If you're just getting started with Amazon Web Services, it's our hope that this repo can provide you with some battle-tested means for building a powerful containerized platform, using the same technologies which power companies like Twitter, Apple, Uber, Foursquare, and Fitbit.
- Install Python 2.7 and virtualenv to support running Ansible:
# OS X
$ sudo easy_install-2.7 pip
$ sudo pip install virtualenv
# Ubuntu/Debian
$ sudo apt-get update
$ sudo apt-get -y install python-pip
$ sudo pip install virtualenv
# Fedora
$ sudo dnf install -y python-virtualenv
# New-school Red Hat (EL7+)
$ sudo yum install -y python-virtualenv
# Old-school Red Hat (older than EL7)
$ sudo yum install -y centos-release-SCL
$ sudo yum install -y python27 python27-virtualenv
$ scl enable python27
$ ./setup_ansible
$ source env/bin/activate
By sourcing the virtualenv activation script, we add all of our installed binaries and Python libraries to the current shell's PATH
and PYTHONPATH
. Be certain to source this script whenever using Spinesible. If you'd like to do so automatically, the great Kenneth Reitz created a tool called autoenv which accomplishes these ends.

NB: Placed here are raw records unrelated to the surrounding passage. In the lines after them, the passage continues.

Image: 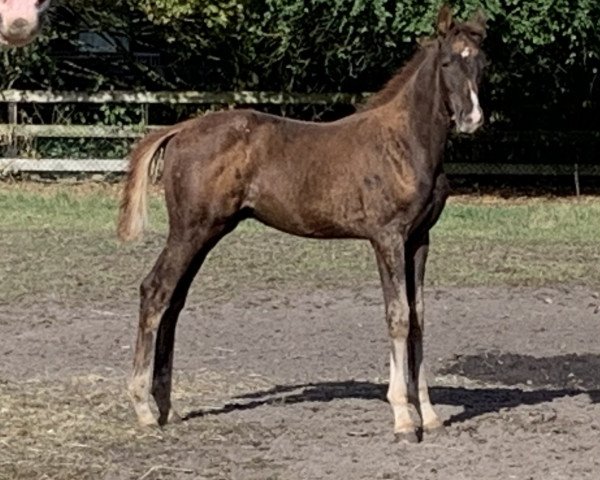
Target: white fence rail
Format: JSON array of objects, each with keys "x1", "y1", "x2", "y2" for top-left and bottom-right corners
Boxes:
[
  {"x1": 0, "y1": 90, "x2": 600, "y2": 178},
  {"x1": 0, "y1": 90, "x2": 368, "y2": 175}
]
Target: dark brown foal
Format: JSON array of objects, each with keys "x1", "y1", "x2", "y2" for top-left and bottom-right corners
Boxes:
[{"x1": 119, "y1": 4, "x2": 485, "y2": 441}]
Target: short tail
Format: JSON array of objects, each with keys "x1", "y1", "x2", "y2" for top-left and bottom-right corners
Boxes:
[{"x1": 117, "y1": 122, "x2": 186, "y2": 242}]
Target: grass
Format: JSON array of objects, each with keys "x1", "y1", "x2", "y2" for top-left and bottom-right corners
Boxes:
[
  {"x1": 0, "y1": 370, "x2": 271, "y2": 480},
  {"x1": 0, "y1": 184, "x2": 600, "y2": 301},
  {"x1": 0, "y1": 184, "x2": 600, "y2": 480}
]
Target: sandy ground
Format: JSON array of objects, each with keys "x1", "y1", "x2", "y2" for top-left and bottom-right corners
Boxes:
[{"x1": 0, "y1": 284, "x2": 600, "y2": 480}]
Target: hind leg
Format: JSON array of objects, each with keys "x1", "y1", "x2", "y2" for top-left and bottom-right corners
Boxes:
[
  {"x1": 152, "y1": 225, "x2": 234, "y2": 425},
  {"x1": 129, "y1": 226, "x2": 230, "y2": 426}
]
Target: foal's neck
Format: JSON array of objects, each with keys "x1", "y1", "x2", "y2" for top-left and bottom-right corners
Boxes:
[{"x1": 389, "y1": 44, "x2": 450, "y2": 170}]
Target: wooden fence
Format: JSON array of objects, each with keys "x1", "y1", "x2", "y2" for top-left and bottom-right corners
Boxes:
[{"x1": 0, "y1": 90, "x2": 600, "y2": 184}]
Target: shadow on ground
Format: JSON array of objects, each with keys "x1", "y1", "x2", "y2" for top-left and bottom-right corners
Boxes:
[{"x1": 186, "y1": 352, "x2": 600, "y2": 425}]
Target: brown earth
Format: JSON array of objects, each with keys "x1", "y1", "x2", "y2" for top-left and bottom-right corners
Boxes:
[{"x1": 0, "y1": 283, "x2": 600, "y2": 480}]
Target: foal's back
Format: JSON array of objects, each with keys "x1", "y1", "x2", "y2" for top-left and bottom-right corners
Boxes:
[{"x1": 165, "y1": 110, "x2": 417, "y2": 238}]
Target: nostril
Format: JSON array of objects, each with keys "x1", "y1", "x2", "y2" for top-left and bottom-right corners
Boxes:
[{"x1": 10, "y1": 18, "x2": 29, "y2": 30}]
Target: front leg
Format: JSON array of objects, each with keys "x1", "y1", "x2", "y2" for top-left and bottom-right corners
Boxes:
[
  {"x1": 372, "y1": 234, "x2": 418, "y2": 443},
  {"x1": 406, "y1": 233, "x2": 442, "y2": 432}
]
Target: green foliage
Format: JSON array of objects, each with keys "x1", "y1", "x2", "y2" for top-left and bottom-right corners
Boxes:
[{"x1": 0, "y1": 0, "x2": 600, "y2": 128}]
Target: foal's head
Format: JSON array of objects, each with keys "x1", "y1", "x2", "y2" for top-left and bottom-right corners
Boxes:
[
  {"x1": 437, "y1": 6, "x2": 486, "y2": 133},
  {"x1": 0, "y1": 0, "x2": 50, "y2": 46}
]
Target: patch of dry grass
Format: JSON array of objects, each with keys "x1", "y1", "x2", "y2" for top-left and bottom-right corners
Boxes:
[{"x1": 0, "y1": 371, "x2": 270, "y2": 480}]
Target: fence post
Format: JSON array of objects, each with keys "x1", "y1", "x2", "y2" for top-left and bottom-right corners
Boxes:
[{"x1": 7, "y1": 102, "x2": 19, "y2": 157}]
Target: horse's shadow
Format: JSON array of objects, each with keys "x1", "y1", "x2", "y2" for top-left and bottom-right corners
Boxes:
[{"x1": 185, "y1": 353, "x2": 600, "y2": 425}]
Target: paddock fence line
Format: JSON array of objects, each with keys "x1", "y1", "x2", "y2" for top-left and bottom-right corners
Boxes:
[{"x1": 0, "y1": 90, "x2": 600, "y2": 188}]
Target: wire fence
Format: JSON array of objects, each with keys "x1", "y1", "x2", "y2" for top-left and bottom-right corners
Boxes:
[{"x1": 0, "y1": 90, "x2": 600, "y2": 189}]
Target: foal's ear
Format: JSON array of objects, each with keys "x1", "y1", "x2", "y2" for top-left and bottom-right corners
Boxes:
[
  {"x1": 467, "y1": 9, "x2": 487, "y2": 43},
  {"x1": 437, "y1": 3, "x2": 453, "y2": 35},
  {"x1": 471, "y1": 8, "x2": 487, "y2": 32}
]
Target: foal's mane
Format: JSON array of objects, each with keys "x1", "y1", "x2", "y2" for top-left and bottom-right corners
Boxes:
[{"x1": 360, "y1": 40, "x2": 435, "y2": 111}]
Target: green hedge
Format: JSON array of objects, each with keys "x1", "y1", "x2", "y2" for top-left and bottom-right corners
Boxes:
[{"x1": 1, "y1": 0, "x2": 600, "y2": 129}]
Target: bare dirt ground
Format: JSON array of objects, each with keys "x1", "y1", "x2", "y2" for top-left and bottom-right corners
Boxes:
[{"x1": 0, "y1": 282, "x2": 600, "y2": 480}]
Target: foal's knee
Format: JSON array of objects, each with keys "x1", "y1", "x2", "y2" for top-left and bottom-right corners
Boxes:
[
  {"x1": 140, "y1": 274, "x2": 166, "y2": 331},
  {"x1": 387, "y1": 302, "x2": 410, "y2": 340}
]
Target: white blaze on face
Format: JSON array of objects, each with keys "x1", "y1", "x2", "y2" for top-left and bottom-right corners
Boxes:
[
  {"x1": 0, "y1": 0, "x2": 50, "y2": 46},
  {"x1": 467, "y1": 82, "x2": 483, "y2": 125}
]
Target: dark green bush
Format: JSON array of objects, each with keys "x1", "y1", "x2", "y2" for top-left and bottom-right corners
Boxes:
[{"x1": 1, "y1": 0, "x2": 600, "y2": 129}]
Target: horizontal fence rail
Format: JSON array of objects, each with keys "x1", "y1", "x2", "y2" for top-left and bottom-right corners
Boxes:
[{"x1": 0, "y1": 90, "x2": 600, "y2": 184}]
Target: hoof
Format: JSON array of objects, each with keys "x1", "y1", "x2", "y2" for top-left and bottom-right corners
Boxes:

- Create a new administrator user in IAM with programmatic access then create a Boto credentials file in
~/.aws/credentials
:
cat <<EOF > ~/.aws/credentials
[us-east-1]
aws_access_key_id = <your AWS access key ID>
aws_secret_access_key = <your AWS secret access key>
EOF
- Accept the terms for the CentOS 7 HVM image in the AWS Marketplace:
https://aws.amazon.com/marketplace/pp/B00O7WM7QW
- Provision up the example Datacenter, us-east-1:
$ ./provision_dc us-east-1
$ ssh ansibler@<a new EC2 instance IP>
PLEASE NOTE: This command will build out a lot of infrastructure, including Aurora, Mesos, and Kafka, so you may wish to modify the example configuration to suit your organization's needs.
To do so, read on:
A Datacenter is a collection of region-based AWS resources: VPCs, VPC subnets, security groups, private Route 53 DNS zones, and the configured EC2 instances which will run your own services.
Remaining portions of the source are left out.